La question de la castration devient un système référentiel, c’est la castration symbolique. Mais comment fait-on pour ne pas y toucher vraiment ? C’est d’essayer de mettre en acte un certain nombre de choses puisque la question du scénario inconscient commence en même temps à apparaître. Vous pouvez vous reporter à un texte que j’ai écrit, À propos d’un scénario pervers16, paru dans la revue Ornicar puis dans L’Art de la Clinique. Scénario où on entend le côté phobique, et à côté de cela, une mise en acte pervers d’un scénario où quelqu’un allait voir une prostituée et se faisait déféquer dessus, scénario qui représentait l’essai de mettre en place un scénario de naissance face au père qui était mort. M. Safouan s’interroge sur le fait de savoir si, dans le temps de la mise en place de la symbolisation de la castration, l’analyste doit intervenir. Il répond qu’il faut du laisser-faire à condition que cela puisse être pris dans l’analyse elle-même.

Le quatrième temps

C’est ce temps où le sujet, au cours de son analyse thérapeutique, réalise un certain nombre de ses désirs qui étaient tout à fait inconnus par lui autrement que par les formations de l’inconscient. À cette étape, il n’est pas rare de voir se modifier – c’est un exemple intéressant – le rapport du sujet au nom qu’il porte. L’analyse vient faire émerger un certain nombre de désirs qui peuvent enfin se signifier au niveau de la signification de son nom propre – surtout quand le nom peut avoir des significations –, au niveau de la signification de son surnom, de son prénom donné par l’Autre. C’est un repérage de l’aliénation de l’être dans la question du signifiant. Le quatrième temps est un temps où l’analysant introduit un certain recul par rapport à sa propre histoire, il n’est plus fasciné lui-même par l’histoire qu’il narre, il n’est plus fasciné par le jeu associatif dans lequel il n’arrête pas d’être. Le sujet parle alors de « réveil ». C’est une forme de réveil, c’est une ouverture à une certaine forme de multiplicité des choses, le sujet n’est plus fixé sur certains objets de transfert, il n’est plus fixé sur les histoires de famille, sur ce qui est perdu, il a un rapport temporel à la variété des choses. Par exemple, l’ouverture après une période « don juanique » fait supporter « qu’il ou qu’elle ne les aura pas tous ou toutes ». Dans ce quatrième temps se pose la question de l’analyste – pas le fait de s’installer immédiatement comme analyste (!) – mais la question de pouvoir aborder ce qu’est le discours de l’analyste.

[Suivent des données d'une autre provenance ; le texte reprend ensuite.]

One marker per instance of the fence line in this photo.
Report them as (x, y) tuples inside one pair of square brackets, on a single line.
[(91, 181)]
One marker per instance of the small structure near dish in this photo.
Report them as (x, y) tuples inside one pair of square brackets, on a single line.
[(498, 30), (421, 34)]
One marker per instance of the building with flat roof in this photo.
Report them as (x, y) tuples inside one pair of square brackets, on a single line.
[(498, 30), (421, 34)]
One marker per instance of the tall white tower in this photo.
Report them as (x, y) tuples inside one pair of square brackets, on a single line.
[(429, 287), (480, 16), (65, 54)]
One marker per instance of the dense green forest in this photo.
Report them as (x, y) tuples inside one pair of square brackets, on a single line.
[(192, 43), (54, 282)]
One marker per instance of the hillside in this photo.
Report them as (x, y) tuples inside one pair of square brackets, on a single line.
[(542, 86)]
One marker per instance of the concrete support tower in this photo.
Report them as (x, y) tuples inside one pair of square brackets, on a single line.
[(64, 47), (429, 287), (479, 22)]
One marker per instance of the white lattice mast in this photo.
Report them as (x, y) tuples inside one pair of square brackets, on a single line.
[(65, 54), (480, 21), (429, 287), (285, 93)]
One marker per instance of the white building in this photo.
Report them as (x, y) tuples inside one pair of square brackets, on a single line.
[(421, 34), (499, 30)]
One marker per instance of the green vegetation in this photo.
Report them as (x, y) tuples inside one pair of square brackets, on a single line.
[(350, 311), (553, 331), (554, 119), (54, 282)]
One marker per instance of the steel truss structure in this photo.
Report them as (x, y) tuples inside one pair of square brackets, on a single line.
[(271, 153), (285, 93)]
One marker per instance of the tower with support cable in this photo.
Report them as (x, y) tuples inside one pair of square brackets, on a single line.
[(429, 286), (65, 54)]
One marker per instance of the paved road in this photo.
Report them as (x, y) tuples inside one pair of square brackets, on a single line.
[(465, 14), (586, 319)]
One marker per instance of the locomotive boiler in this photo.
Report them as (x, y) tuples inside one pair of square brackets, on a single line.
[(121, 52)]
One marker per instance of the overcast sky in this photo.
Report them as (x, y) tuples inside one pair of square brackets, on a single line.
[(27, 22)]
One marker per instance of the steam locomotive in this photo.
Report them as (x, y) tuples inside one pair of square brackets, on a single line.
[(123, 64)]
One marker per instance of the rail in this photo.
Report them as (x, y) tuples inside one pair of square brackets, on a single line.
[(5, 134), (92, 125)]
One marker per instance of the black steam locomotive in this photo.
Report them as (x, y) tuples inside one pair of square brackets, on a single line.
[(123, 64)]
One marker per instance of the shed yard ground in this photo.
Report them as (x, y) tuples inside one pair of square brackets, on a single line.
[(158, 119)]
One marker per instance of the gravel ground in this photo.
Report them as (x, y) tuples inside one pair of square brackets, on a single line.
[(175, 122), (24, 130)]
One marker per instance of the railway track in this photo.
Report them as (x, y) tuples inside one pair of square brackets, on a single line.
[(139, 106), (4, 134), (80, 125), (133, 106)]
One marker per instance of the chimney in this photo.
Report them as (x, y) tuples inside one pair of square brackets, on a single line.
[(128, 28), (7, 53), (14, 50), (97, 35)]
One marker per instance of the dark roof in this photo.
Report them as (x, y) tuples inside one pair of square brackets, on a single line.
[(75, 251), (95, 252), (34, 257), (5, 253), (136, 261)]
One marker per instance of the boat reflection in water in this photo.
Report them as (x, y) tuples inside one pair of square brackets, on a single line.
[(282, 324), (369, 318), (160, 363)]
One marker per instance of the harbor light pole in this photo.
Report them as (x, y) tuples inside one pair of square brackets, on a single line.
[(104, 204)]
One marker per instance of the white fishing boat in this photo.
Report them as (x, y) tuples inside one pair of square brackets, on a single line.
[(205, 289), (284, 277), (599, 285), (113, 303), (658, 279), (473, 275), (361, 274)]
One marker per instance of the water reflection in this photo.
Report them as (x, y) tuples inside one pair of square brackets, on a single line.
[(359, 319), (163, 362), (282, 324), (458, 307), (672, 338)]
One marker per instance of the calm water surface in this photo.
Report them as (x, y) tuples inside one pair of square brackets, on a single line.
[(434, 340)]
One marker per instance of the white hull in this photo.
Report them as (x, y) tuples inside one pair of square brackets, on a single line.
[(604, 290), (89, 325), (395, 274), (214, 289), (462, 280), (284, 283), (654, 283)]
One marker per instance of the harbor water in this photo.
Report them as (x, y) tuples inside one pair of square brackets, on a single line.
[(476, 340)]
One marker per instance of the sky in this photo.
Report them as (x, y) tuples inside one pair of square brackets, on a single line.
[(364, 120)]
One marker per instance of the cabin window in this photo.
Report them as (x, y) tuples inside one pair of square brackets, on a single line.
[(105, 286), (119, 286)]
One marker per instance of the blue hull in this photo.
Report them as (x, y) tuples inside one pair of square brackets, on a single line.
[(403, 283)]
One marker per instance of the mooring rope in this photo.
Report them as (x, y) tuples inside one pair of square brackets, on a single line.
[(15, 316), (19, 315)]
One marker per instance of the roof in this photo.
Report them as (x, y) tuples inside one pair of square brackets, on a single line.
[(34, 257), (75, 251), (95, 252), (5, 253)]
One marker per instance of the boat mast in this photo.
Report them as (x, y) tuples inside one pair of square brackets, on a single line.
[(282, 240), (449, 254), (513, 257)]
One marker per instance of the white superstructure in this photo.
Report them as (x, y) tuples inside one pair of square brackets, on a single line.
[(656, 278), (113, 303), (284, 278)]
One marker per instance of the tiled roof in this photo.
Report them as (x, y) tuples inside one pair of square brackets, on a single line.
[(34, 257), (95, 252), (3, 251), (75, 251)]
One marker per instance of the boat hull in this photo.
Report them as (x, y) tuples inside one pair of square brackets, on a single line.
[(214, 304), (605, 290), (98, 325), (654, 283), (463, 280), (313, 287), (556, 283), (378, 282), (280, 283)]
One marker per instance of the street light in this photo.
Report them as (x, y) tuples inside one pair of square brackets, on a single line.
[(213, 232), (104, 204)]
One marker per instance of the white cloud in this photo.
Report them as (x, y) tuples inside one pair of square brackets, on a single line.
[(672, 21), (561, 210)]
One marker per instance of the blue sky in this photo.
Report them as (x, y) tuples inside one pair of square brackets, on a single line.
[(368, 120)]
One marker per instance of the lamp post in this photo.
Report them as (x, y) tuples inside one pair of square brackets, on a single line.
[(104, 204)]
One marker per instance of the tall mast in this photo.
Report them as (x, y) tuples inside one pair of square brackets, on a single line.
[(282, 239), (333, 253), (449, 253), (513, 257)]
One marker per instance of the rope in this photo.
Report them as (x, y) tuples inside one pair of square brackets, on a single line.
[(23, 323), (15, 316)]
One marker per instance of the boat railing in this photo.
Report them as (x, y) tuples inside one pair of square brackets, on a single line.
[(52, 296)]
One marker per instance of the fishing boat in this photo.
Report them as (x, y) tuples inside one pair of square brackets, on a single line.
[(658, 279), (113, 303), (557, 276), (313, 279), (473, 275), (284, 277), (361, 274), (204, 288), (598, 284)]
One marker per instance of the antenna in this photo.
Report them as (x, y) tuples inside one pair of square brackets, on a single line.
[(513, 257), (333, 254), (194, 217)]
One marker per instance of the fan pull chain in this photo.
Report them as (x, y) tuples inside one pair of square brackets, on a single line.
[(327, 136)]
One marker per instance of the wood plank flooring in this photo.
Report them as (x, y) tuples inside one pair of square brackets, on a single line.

Se pose aussi la question du jusqu’où l’analyste est capable, dans ce temps-là, de supporter que l’autre le laisse « tomber » comme objet du transfert, que l’autre aille par exemple ailleurs, prenne d’autres orientations : ceci concerne ce laisser-faire. Le rapport de l’analyste n’est pas symétrique à celui de l’analysant.

Se pose la question de ce temps où quelque chose a avancé du côté de la castration du sujet, dans le rapport à la castration de l’autre.

1 Voir schéma en pièce jointe.

2 Moustapha Safouan, Études sur l’Œdipe, Paris, Le Seuil, 1974.

3 Sigmund Freud (1918), « Extrait de l’histoire d’une névrose infantile (L’homme aux loups) », dans Cinq essais de Psychanalyse, Paris, Puf, 1995, pp. 325-420.

4 Ibid., p. 420.

5 Jean-Pierre Bauer, Recueil, Textes et écrits, 1985.

6 Jacques Lacan (1945), « Le temps logique et l’assertion de certitude anticipée », dans Écrits tome I, Paris, Le Seuil, coll. « Points essais », 1999, pp. 195-211.

7 Jean Baudrillard, De la séduction, Paris, Galilée, 1979.

8 Ibid.

9 On peut lire le texte de Jean-Richard Freymann « Seducere », dans L’Art de la clinique, Toulouse, Arcanes-érès, 2013, pp. 257-268.

10 Ibid.

11 Moustapha Safouan, Études sur l’Œdipe, Paris, Le Seuil, 1974.

12 Ibid.

13 Ibid.

14 voir Erik Porge, Les noms du père chez Jacques Lacan, Toulouse, érès, coll. « Point hors-ligne », 2013.

15 Ibid.

16 Jean-Richard Freymann, « À propos d’un scénario pervers », dans L’art de la Clinique, Toulouse, Arcanes-érès, 2013, pp. 139-149.